また、豊富なライブラリが用意されているので、学習済みのAIモデルを活用できるのも魅力です。画像認識や画像生成を活用したシステムを手軽に開発したい方は、ぜひチェックしてみてください。
Azure Machine Learning Studio
機能・特徴
Microsoft Azureが提供しているAI開発ツール。Pythonを使用した通常のAI開発が行えるほか、ドラッグ&ドロップで視覚的かつ簡単にAI開発を行える。
料金体系
free:無料
標準:9.99ドル/月、1ドル/実行時間
日本語対応
あり
サイト
https://studio.azureml.net/
Microsoft Azureが提供しているAI開発ツールです。Pythonを使用した通常のAI開発が行えるほか、ドラッグ&ドロップで視覚的かつ簡単にAIを開発することもできます。

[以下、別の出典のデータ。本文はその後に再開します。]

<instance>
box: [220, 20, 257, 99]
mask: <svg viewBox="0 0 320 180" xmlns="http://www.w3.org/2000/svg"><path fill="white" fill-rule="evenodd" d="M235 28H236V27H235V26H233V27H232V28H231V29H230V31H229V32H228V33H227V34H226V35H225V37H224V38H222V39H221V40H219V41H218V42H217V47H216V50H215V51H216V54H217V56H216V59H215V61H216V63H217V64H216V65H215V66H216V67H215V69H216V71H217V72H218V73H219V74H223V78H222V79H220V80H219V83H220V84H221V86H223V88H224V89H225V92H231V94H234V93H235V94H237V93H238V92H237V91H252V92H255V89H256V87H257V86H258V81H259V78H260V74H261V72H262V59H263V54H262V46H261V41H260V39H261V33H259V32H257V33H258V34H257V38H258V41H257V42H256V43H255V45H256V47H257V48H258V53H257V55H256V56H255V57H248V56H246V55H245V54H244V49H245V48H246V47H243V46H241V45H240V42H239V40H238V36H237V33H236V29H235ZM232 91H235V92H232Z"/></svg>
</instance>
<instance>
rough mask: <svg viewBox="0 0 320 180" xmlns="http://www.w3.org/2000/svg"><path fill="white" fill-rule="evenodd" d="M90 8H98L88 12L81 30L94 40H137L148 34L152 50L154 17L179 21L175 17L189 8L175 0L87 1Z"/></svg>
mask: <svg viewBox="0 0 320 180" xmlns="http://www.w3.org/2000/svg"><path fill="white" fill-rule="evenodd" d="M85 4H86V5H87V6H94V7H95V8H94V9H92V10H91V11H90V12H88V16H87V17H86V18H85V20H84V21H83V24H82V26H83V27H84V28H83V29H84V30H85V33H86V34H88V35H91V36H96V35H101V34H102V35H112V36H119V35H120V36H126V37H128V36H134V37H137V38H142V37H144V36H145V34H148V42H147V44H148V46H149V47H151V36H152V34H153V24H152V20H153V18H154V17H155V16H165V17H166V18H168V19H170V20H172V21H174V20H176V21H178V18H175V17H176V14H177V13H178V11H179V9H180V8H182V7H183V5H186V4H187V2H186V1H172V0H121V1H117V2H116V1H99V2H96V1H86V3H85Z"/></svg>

さまざまなアルゴリズムに対応しているので、画像認識・自然言語処理・音声認識など、多様なシステムを開発できるのが魅力。無料版も用意されているので、まずは気軽にお試しください。
なお、Azureの生成AI専用環境について知りたい方はこちらをご覧ください。
→Azure OpenAI Serviceとは?メリット、料金体系、モデル、セキュリティについて解説
AI開発の環境を整えて業務を効率化しよう
AI開発のフローを再度まとめました。
AI開発の企画
AI開発の検証・本開発
AIの運用
AI開発は、スタートからゴールまでのフローを明確にすることが大切です。自社の課題を洗い出し、AIの活用方法を決めておきます。いざ、AI開発を進める際は、テストモデルで検証を行い、問題がないことを確認してから本開発に移りましょう。
AIモデルの完成後は、本格的に運用を開始し、定期的にチューニングを行います。AIの精度向上を追求し、PDCAサイクルを回しながら運用することが大切です。
また、AI開発に必要な環境は、主に以下の2種類です。
ハードウェア:高性能プロセッサーとGPUを搭載したPC
ソフトウェア:AI開発を行うための言語とフレームワーク・ライブラリー
AIモデルの学習やデータの出力では、大量の演算処理を行うため、いかに演算時間を短縮できるかがAIの開発効率に影響します。
また、AI開発の言語は、Pythonを使用するケースがほとんどであるため、Pythonを記述できるライブラリーを用意しましょう。
そして、AI開発を行う際は、視覚的な操作で簡単に開発を進められるGUIツールの活用がおすすめです。本記事で紹介したおすすめツールを参考に、用途に応じたツールを導入してみてください。